Vulture yang memutuskan untuk mendengarkan dia. The Cat berkata, “Saya tinggal di sisi lain dari sungai. Saya tidak makan daging dan mengambil setiap hari mandi di sungai. I am doing great pertapaan untuk dosa-dosa saya. Aku telah mendengar banyak tentang intelijen dari burung di bank dari sungai. Mereka berkata bahwa saya harus belajar lebih banyak tentang agama dari Anda karena Anda memiliki seluruh pengetahuan. Jadi, saya datang ke sini menjadi murid Anda dan Anda mencari berkah “.

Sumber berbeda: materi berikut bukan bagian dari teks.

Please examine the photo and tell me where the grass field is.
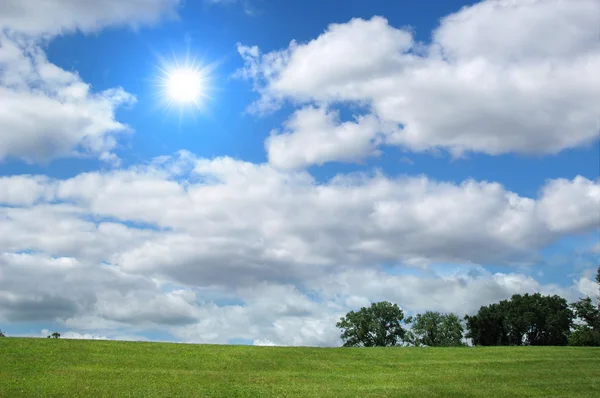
[0,338,600,397]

Lebih jauh beliau berkata, “Tapi, saya tidak merasa apa yang dikatakan burung saya itu benar, ketika Anda siap untuk mendapat miskin membunuh kucing. Anda harus saya dirawat dengan baik, setelah semua tamu adalah bentuk Allah. Bahkan jika anda tidak mempunyai makanan untuk menawarkan saya, paling tidak Anda bisa saja mengatakan sesuatu kepada saya “.

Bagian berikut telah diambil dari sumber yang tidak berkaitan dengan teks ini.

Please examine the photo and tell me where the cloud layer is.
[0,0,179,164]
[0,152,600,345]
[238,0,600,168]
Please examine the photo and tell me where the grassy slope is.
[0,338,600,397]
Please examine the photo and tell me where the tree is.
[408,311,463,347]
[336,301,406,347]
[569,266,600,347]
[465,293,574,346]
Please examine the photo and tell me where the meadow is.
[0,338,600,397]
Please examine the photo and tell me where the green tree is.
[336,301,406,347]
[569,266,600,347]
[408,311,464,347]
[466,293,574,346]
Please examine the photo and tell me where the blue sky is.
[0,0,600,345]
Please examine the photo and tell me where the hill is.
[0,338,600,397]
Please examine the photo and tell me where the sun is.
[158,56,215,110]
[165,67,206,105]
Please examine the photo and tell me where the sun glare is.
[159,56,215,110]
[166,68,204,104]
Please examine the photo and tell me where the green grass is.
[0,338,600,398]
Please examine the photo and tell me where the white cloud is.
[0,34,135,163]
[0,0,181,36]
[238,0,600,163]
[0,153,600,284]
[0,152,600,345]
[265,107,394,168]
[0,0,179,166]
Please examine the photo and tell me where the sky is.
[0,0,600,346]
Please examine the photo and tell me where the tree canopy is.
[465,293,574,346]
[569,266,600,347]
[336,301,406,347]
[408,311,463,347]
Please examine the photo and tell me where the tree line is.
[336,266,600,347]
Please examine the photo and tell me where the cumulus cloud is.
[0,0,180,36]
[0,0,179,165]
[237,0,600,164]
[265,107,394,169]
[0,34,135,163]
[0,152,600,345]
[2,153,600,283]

Tua Vulture menjawab, “Bagaimana saya bisa mempercayai Anda sejak Anda muda dan makan daging unggas berada di sini”. Clever Cat yang telah berpengalaman baik dalam tantrums.

Dia menyentuh tanah dan dia telinga sebagai tanda kejujuran dan dia menjawab, “Saya telah membaca semua kitab-kitab dan datang untuk mengetahui bahwa membunuh adalah imoral. Seluruh hutan ini penuh dengan tumbuh-tumbuhan dan sayur-sayuran. Jadi, mengapa saya harus melakukan dosa oleh pembunuhan burung? “The Vulture dia percaya dan dia diperbolehkan untuk tinggal dengan dia di dalam rongga di pohon. Dengan berlalunya hari, yang dimulai Cat makan anak burung satu per satu tanpa pengetahuan tentang Vulture .

Ketika mereka menemukan bahwa burung muda yang telah hilang, mereka mulai mencari anak-anak mereka. Segera setelah Cat menyadari bahwa dalam situasi yang tidak dia kebaikan, dia tenang tergelincir pergi. Tidak diketahui tentang terjadi, orang buta Vulture meletakkan dekat berongga dari pohon di mana Cat telah dilempar tulang beberapa burung dimakan oleh dia. Ketika Burung melihat tulang mereka yang muda, sekaligus mereka berseru, “The Vulture buta telah dimakan bersalah anak-anak kita”.

All of them got sangat marah dengan nikmat dari Vulture pecked dan mereka kepada kematian. Masyarakat miskin tidak Vulture bahkan mendapatkan kesempatan untuk membela diri.